By Dr. Fredrick Ashbury, PhD and Devan Birch, BA
In March 2020, the World Health Organization declared Covid-19, the disease associated with the beta-coronavirus SARS-COV2, a pandemic. As of the end of March 2021 Covid-19 has already been diagnosed in more 143,000,000 people worldwide and more than 3.1 million people have died. In theUnited States, these numbers are more than 32,000,000 and more than 578,000 deaths, respectively, according to Johns Hopkins University. Cancer care has had to change dramatically in response to the pandemic.

These changes in cancer practices (as well as other health settings) include reallocation of human resources and physical space to support patients with covid-19. To protect staff and cancer patients from contracting the disease, there has been an amplified use of telehealth, as well as other remote patient monitoring technologies, and changes have also been made to patient schedules (e.g., delaying visits or extending the interval between visits).1 There is no question that these and other changes have had profound psychological, social, and financial impacts on clinicians, hospital staff, patients, and their loved ones.
1 Ueda M, Martins R, Hendrie PC, McDonnell T, Crews JR, Wong TL, McCreery B, Jagels B, Crane A, Byrd DR, Pergam SA, Davidson NE, Liu C, and Stewart FM. Managing cancer care during the Covid-19 pandemic: agility and collaboration toward a common goal.
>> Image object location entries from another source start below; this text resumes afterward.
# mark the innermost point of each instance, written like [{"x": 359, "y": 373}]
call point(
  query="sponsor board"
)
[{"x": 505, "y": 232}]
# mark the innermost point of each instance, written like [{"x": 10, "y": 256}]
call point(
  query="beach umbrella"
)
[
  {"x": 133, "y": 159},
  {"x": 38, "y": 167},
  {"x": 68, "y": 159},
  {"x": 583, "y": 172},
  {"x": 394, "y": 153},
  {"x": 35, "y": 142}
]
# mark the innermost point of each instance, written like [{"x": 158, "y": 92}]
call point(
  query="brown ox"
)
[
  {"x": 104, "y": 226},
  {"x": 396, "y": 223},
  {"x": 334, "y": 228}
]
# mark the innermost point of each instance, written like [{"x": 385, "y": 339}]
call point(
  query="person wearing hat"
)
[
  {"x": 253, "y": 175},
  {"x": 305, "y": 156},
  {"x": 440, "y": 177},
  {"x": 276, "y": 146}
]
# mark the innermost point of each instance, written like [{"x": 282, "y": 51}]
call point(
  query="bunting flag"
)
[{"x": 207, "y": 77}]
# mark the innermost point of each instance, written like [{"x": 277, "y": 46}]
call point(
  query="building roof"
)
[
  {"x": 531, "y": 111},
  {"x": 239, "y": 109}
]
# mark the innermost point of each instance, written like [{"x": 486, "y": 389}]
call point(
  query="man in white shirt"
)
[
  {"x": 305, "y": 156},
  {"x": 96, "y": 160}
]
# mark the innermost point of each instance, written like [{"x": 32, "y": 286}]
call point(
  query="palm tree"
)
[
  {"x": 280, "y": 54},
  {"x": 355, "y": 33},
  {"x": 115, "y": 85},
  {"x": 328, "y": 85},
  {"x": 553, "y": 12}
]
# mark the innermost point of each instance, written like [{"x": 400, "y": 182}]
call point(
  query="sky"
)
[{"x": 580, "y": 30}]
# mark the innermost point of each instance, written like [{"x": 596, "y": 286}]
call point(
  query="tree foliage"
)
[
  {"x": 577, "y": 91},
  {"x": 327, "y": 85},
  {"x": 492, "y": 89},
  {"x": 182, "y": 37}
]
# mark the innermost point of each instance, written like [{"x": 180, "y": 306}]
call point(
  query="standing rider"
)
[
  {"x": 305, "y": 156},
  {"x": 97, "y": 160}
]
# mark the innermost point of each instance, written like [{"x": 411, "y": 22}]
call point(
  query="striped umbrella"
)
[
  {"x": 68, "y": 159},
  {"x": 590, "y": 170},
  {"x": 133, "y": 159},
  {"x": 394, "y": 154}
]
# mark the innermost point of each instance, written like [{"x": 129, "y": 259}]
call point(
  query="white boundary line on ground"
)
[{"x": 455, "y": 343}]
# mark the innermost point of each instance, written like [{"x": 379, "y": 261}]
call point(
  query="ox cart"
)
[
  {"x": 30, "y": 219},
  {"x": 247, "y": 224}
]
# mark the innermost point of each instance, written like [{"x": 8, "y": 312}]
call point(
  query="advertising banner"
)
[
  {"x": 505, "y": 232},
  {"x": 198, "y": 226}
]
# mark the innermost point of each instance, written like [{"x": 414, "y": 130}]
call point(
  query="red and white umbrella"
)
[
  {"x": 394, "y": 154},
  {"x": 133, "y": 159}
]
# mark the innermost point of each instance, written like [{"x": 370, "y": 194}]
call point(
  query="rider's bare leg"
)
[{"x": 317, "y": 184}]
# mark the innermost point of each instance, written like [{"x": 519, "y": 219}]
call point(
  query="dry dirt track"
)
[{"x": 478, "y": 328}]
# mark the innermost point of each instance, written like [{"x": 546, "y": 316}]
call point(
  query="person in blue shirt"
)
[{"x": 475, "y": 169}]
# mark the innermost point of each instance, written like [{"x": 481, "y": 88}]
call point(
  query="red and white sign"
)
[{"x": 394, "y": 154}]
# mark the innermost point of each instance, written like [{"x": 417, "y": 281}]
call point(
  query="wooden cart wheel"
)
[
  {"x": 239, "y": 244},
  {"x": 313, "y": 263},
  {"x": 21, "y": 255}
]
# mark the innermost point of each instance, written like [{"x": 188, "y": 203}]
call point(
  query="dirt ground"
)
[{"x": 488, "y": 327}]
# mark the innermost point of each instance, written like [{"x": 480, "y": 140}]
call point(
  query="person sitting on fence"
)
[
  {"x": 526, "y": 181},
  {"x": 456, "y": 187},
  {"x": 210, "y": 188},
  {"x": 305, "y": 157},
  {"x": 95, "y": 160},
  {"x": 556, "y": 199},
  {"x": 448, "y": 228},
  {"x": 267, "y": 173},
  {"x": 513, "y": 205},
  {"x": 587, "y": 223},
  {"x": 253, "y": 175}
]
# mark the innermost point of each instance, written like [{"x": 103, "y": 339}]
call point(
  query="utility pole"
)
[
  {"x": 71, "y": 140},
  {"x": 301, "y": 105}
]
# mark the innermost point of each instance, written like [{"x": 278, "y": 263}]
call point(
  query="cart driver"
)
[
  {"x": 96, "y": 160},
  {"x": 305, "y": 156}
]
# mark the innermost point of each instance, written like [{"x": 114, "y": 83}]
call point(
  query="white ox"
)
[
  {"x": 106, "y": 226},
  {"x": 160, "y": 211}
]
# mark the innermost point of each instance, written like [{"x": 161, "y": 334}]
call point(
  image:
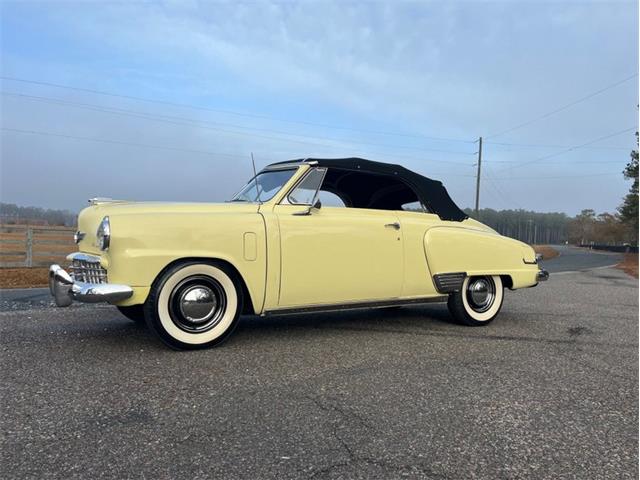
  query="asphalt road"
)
[
  {"x": 548, "y": 390},
  {"x": 578, "y": 259}
]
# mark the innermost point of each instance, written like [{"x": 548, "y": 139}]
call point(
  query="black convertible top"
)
[{"x": 430, "y": 192}]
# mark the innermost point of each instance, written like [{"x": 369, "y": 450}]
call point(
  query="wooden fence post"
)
[{"x": 29, "y": 259}]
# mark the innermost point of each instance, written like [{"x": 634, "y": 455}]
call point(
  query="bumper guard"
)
[{"x": 65, "y": 289}]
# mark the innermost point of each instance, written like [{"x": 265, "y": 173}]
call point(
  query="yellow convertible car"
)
[{"x": 302, "y": 235}]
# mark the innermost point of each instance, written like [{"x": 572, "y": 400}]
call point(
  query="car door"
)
[
  {"x": 333, "y": 255},
  {"x": 338, "y": 255}
]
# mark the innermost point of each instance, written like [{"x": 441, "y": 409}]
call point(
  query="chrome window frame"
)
[
  {"x": 287, "y": 201},
  {"x": 289, "y": 166}
]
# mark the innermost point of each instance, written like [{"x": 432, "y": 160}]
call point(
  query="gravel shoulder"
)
[{"x": 549, "y": 390}]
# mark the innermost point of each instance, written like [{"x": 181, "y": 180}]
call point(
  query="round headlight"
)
[{"x": 104, "y": 234}]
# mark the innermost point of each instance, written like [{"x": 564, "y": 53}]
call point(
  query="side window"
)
[
  {"x": 329, "y": 199},
  {"x": 305, "y": 192}
]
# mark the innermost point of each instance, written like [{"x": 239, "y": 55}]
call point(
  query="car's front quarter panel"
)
[
  {"x": 145, "y": 242},
  {"x": 475, "y": 251}
]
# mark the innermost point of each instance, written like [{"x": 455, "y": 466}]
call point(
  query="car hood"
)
[{"x": 89, "y": 219}]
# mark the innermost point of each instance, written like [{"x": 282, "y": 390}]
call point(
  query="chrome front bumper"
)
[
  {"x": 65, "y": 289},
  {"x": 542, "y": 275}
]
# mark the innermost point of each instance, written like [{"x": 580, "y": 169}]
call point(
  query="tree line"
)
[{"x": 13, "y": 214}]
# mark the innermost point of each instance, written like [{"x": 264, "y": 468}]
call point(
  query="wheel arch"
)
[{"x": 248, "y": 305}]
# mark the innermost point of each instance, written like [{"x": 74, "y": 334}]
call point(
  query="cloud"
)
[{"x": 441, "y": 69}]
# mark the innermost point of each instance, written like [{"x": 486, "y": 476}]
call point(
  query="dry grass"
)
[
  {"x": 629, "y": 264},
  {"x": 23, "y": 277},
  {"x": 546, "y": 251}
]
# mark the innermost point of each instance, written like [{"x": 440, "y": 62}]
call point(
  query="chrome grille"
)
[{"x": 88, "y": 272}]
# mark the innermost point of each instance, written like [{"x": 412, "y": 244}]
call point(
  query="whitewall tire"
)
[
  {"x": 479, "y": 300},
  {"x": 194, "y": 305}
]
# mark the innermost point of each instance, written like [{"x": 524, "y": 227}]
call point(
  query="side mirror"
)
[{"x": 308, "y": 210}]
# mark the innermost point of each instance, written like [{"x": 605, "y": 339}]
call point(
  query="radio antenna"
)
[{"x": 255, "y": 178}]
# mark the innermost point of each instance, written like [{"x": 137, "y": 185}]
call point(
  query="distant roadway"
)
[
  {"x": 571, "y": 259},
  {"x": 548, "y": 390}
]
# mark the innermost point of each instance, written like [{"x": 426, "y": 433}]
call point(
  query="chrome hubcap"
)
[
  {"x": 480, "y": 293},
  {"x": 197, "y": 304}
]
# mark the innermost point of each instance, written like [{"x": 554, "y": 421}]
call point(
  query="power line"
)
[
  {"x": 184, "y": 121},
  {"x": 534, "y": 145},
  {"x": 178, "y": 149},
  {"x": 558, "y": 176},
  {"x": 564, "y": 107},
  {"x": 118, "y": 142},
  {"x": 562, "y": 152},
  {"x": 231, "y": 112}
]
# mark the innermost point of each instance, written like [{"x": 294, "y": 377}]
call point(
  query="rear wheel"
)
[
  {"x": 478, "y": 302},
  {"x": 194, "y": 305},
  {"x": 135, "y": 313}
]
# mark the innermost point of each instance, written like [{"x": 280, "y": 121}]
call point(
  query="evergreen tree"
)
[{"x": 629, "y": 208}]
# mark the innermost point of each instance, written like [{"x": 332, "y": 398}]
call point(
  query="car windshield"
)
[{"x": 268, "y": 183}]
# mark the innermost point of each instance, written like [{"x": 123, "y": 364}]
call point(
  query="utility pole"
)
[{"x": 478, "y": 178}]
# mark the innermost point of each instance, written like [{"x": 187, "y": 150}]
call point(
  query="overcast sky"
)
[{"x": 414, "y": 83}]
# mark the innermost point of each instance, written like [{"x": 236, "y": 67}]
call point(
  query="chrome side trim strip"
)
[
  {"x": 449, "y": 282},
  {"x": 355, "y": 306}
]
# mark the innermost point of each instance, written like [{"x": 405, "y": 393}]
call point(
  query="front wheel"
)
[
  {"x": 194, "y": 305},
  {"x": 478, "y": 302}
]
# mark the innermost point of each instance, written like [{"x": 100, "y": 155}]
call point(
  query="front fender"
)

J of the National Comp Cancer Center Network 2020;18(4):doi:https://doi.org/10.6004/nccn.2020.7560/

We examined the extent to which two community oncology practices experienced changes in inpatient volumes during the pandemic. We compared the number of new patients diagnosed in each practice month-over-month in 2020 to 2019 (referred to herein as “new patients”). Data for practice 1, a medical oncology practice, are presented in figure 1 below, and for practice 2, a multi-disciplinary oncology practice, the new patient numbers are shown in figure 2 that follows.

In 2020, Practice 1 had 2019 new patients. As the chart shows, the number of new patients dropped dramatically (by ~33%) to 1413 new patients in 2020. Practice 2 saw an even more profound impact on the number of new patients enrolled. In 2019, Practice 2 reported 3758 new patients compared to 1917 new patients in 2019 (a 49% reduction).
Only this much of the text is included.